HISTÓRIA, MEMÓRIA E RESISTÊNCIA

FIOS DA HISTÓRIA NO ASSENTAMENTO SANTA ROSA III - ABELARDO LUZ/SC (1985 - 2025)

Autores

Palavras-chave:

Memória, , Assentamento, Agronegócio, : Agricultura familiar; desenvolvimento sustentável; agroecologia

Resumo

  1. Introdução

Em meio às estradas de terra do Oeste catarinense, no Assentamento Santa Rosa III, no município de  Abelardo Luz,  Dona Romilda reconta os tempos de seu avô: “Ele sabia tudo só de olhar o grão. Tinha o feijão chumbinho, o taquara, o tibagi (…) tudo guardado nas tuias.” Essa lembrança não é apenas uma nostalgia. É a memória de um modo de vida  e de um saber que resiste ao esquecimento. O que Romilda transmite, com sua fala carregada de memória, é também um acerto de contas com a história: aquela que foi negada, soterrada pela terra da monocultura, pela cerca do latifúndio, pela máquina do agronegócio. Dona Romilda é agricultora assentada e vive com sua família no Assentamento Santa Rosa III. Toda a sua vida foi marcada pela experiência no meio rural, tendo crescido em um contexto de agricultura familiar. Participou do processo de ocupações do Movimento dos Trabalhadores Rurais Sem Terra (MST), contribuindo ativamente para a conquista dos 22 assentamentos estabelecidos no município. O presente trabalho  busca compreender a história do assentamento Santa Rosa III a partir da memória e  vivências das famílias assentadas em Abelardo Luz (SC), com foco no Assentamento Santa Rosa III e na história da Romilda e sua família. A trajetória dessas famílias, como a de Dona Romilda, é marcada por uma tensão permanente entre lembrança e esquecimento, entre a afirmação de uma identidade camponesa e a força homogeneizadora do capital.
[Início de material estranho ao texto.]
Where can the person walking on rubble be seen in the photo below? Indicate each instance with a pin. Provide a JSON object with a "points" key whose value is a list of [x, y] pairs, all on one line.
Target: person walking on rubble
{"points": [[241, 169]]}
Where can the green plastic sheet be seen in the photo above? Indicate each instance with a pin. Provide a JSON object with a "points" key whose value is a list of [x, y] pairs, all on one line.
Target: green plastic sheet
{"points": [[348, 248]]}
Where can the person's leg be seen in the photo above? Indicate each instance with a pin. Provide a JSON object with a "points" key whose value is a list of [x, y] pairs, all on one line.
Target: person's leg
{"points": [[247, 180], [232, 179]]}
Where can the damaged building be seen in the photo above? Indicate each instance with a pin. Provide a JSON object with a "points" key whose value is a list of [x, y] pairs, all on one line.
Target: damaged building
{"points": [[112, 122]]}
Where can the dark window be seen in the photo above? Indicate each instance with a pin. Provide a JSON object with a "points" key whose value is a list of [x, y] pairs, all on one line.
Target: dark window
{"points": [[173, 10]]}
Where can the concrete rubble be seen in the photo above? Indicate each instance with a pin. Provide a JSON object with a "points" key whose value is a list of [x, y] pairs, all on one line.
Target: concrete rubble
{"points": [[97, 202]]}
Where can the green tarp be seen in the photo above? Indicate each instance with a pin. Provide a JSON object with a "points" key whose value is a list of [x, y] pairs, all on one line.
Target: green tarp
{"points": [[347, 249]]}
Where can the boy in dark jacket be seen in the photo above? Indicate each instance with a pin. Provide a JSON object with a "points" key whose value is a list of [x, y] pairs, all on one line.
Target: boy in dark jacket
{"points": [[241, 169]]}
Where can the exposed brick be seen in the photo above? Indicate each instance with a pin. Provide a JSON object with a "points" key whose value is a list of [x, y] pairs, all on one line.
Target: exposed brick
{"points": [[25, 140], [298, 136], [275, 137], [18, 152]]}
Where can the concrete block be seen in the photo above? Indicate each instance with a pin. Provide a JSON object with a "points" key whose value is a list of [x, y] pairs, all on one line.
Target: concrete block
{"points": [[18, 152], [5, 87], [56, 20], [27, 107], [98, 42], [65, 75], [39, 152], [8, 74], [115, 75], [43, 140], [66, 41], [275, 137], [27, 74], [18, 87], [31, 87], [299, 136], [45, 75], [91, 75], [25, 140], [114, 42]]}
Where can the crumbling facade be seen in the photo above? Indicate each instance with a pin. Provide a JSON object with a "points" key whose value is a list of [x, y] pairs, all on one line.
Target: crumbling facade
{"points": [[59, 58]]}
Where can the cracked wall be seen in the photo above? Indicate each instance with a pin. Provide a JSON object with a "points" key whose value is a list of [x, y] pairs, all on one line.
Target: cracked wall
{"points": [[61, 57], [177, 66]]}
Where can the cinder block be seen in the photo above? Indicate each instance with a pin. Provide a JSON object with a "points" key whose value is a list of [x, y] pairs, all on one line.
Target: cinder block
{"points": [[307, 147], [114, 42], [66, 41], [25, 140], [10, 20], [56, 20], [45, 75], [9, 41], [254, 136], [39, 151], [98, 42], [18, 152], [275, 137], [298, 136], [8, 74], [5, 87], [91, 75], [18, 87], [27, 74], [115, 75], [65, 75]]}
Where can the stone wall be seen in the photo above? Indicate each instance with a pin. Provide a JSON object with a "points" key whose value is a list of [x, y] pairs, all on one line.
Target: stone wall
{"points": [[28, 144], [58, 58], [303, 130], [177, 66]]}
Como aponta a historiadora Márcia Motta (2001), a memória é um campo de disputa. Sua construção não é neutra, nem espontânea: ela opera em tensão com a história e com as formas de poder que definem o que pode ou não ser lembrado. O Brasil é um país atravessado por uma “amnésia social” em relação aos conflitos agrários. Essa amnésia não é apenas descuido: é projeto. Um projeto que, ao longo de séculos, buscou apagar da memória nacional a resistência camponesa, a posse tradicional da terra, as lutas por justiça e redistribuição. Como escreve Motta, “a memória e a identidade são valores disputados em conflitos sociais”.
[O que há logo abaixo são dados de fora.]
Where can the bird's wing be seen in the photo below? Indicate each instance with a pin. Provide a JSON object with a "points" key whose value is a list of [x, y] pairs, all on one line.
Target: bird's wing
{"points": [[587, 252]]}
Segundo a assentada “Até meus nove anos era muito bom. Tinha terra pra todo mundo trabalhar. Depois, com doença, dívida... meu avô morreu e ficou só um pedacinho de horta.” A perda da terra, que para muitos seria apenas um dado material, aparece no relato de Dona Romilda como um trauma coletivo. O fim da terra representa o início de um longo período de instabilidade, de trabalhar como meieiros, de plantar para outros, de nunca colher o suficiente.“No começo a gente pegava terra dos outros, limpava tudo, quando dava certo, tinha que entregar. Aí pegava outro pedaço ruim, e começava de novo. Nunca sobrava nada.” Essa instabilidade, que tanto marcou a experiência de milhares de famílias no Brasil rural, expressa a desigualdade fundiária estrutural e os limites históricos impostos ao pequeno agricultor pela concentração da terra.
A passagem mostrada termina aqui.